Weaver caught her breath. The shape appeared over the top of the smaller of the great Kong skulls, silhouetted against the mist, crawling up and over the skull’s curved dome and down towards Randa with barely a sound.
It was the Skull Crawler, its wide reptilian head tilting sideways as if to get a good look at its prey.
Randa turned around slowly and stared right up at it. “Well look at you,” he said, and then the monster struck.
It moved fast for such a huge creature, flipping itself over the skull, scooping Randa up in its tail, turning onto its back, and dropping the stunned, silent man into its gaping mouth and swallowing him whole.
San screamed.
As Randa fell he must have triggered the camera’s rapid shot function, and he disappeared into the mouth head first, seeing what awaited him. The Skull Crawler’s open mouth was illuminated by a flash, and Weaver’s last sight of Randa was his legs disappearing between long, cruel teeth.

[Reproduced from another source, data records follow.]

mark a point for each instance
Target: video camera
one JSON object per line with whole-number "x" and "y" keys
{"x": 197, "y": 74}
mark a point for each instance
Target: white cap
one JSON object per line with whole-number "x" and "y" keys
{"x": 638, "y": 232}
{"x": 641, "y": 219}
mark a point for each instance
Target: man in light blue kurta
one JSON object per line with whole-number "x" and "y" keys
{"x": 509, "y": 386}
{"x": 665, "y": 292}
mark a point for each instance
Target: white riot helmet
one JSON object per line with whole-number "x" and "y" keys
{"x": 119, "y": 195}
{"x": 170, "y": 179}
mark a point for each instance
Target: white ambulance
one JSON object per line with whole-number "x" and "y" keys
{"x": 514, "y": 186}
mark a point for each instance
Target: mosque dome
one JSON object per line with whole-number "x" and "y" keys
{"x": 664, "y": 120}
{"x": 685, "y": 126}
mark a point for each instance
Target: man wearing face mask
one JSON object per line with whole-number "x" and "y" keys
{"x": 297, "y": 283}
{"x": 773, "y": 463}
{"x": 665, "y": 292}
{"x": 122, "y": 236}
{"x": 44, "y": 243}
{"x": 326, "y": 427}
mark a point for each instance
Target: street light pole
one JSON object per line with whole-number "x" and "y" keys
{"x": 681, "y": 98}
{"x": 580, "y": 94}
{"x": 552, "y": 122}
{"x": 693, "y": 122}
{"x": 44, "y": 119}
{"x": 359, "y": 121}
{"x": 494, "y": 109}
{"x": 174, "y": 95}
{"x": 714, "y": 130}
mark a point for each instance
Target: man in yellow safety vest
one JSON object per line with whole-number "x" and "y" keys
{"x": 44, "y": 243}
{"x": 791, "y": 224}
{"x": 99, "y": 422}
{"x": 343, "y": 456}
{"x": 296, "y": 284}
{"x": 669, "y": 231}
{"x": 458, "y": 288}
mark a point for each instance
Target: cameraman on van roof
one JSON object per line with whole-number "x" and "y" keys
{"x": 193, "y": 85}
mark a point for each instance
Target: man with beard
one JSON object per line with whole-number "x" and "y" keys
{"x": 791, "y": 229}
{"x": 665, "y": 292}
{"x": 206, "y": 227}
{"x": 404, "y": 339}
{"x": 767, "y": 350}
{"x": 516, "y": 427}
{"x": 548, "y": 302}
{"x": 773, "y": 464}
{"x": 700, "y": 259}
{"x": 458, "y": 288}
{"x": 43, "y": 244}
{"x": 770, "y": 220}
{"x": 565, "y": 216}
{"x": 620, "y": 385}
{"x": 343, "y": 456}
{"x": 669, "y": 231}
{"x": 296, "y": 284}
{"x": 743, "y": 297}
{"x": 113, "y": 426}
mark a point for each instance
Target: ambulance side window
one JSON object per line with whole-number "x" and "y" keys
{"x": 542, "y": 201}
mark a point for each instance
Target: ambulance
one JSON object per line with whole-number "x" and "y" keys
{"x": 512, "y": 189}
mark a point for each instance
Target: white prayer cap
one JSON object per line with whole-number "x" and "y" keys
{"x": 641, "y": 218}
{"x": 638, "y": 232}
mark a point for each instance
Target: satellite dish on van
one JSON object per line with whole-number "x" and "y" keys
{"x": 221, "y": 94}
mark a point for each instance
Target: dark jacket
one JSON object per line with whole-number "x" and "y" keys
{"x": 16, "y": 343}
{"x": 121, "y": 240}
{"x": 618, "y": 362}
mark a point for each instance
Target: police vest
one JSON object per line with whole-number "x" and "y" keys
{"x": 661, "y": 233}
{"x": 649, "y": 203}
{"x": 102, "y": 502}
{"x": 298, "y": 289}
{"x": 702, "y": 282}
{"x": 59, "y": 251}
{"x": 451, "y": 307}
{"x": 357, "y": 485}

The camera continued shooting, and the poor man’s journey down the creature’s gullet was marked with flashes through its translucent skin.
“Get down!” Conrad shouted, grabbing Weaver and pulling her to the bone-strewn ground just as the whole world erupted into a storm of gunfire. After the relative silence it was a shock, and she pressed her hands to her ears, rolling onto her side so that she could still see what was going on.
Conrad was firing his sidearm, switching aim with each shot as the creature circled them in the mist. Only vaguely visible in the haze, the faint flashes that accompanied its shadowy movements must have come from the camera that Randa had been holding. The idea of him swallowed and whole in the creature’s gullet, perhaps even still alive for a few seconds more, was both grotesque and fascinating.
Wish I could get that film , she thought.
Several heavy blasts thumped at Weaver through the ground as grenades were lobbed at the circling monster.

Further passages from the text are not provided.